Nadejście części polskiego oddziału powstańczego – ich zwierzęce zachowanie, szukanie jedzenia.
Pogorszenie się stanu zdrowia Józefa, wyjazd Salomei po doktora Kulewskiego.
Krotka wizyta Brynickiego.
Przyjazd dwóch gości – Huberta Olbromskiego i jego towarzysza.
Najazd wojska Wiesnicyna, zabicie Olbromskiego, ucieczka drugiego ze ściganych, wyrzucenie tajnych dokumentów do rzeki.
Ucieczka Szczepana i Salomei.
Znalezienie przez Wiesnicyna Józefa w jednej z kadzi, darowanie mu życia ze względu na Salomeę.

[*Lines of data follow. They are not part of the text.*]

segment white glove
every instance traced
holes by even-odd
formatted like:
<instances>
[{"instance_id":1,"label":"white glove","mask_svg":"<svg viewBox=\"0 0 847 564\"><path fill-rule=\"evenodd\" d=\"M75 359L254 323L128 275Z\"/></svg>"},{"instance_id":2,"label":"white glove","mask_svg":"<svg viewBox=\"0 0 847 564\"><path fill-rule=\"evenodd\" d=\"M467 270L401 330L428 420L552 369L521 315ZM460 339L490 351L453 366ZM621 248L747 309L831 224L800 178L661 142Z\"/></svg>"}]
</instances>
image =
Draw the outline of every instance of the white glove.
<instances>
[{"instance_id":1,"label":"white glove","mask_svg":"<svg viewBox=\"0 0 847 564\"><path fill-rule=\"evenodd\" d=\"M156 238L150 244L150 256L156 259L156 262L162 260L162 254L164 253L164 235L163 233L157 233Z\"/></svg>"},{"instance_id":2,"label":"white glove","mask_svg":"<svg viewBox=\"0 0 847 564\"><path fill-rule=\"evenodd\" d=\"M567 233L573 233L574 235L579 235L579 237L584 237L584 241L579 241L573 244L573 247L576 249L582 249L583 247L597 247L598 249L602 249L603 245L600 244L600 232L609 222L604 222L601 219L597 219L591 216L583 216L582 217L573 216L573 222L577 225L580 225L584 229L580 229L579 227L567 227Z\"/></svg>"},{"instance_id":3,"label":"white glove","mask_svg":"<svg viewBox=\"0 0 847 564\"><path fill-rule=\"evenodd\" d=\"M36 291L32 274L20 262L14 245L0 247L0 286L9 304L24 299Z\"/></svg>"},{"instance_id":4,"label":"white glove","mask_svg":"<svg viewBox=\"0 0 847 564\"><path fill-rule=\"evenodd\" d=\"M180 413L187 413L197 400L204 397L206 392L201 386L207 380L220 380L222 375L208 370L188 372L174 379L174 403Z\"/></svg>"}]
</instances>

Ukopanie grobu dla porąbanych zwłok Olbromskiego.
Poprawa zdrowia Józefa – wypadnięcie kuli tkwiącej pierwotnie w biodrze rannego.
Pierwszy pocałunek zakochanych.
Pierwsza wspólna noc.
Powrót państwa Rudeckich.
Ponowna choroba Józefa, niedowład pana Rudeckiego.
Przybycie felczera.
Śmierć pana Rudeckiego.
Wiadomość o śmierci Brynickiego.
Przybycie do dworu w Niezdołach pani Odrowąż.
Ożywienie gospodarki i dworu, podglądanie przez panią Odrowąż syna.
Spotkanie syna z matką, plany tej drugiej co do wyjazdu za granicę.
Rozmowa matki Józefa z Salomeą, podarowanie jej pieniędzy.
Niewypowiedziana wiadomość o ciąży dziewczyny.
Wyjazd Józefa, rozpacz Salomei.
Wyrzucenie pieniędzy do rzeki.
Upadek Salomei.
Znalezienie ciała dziewczyny przez Szczepana.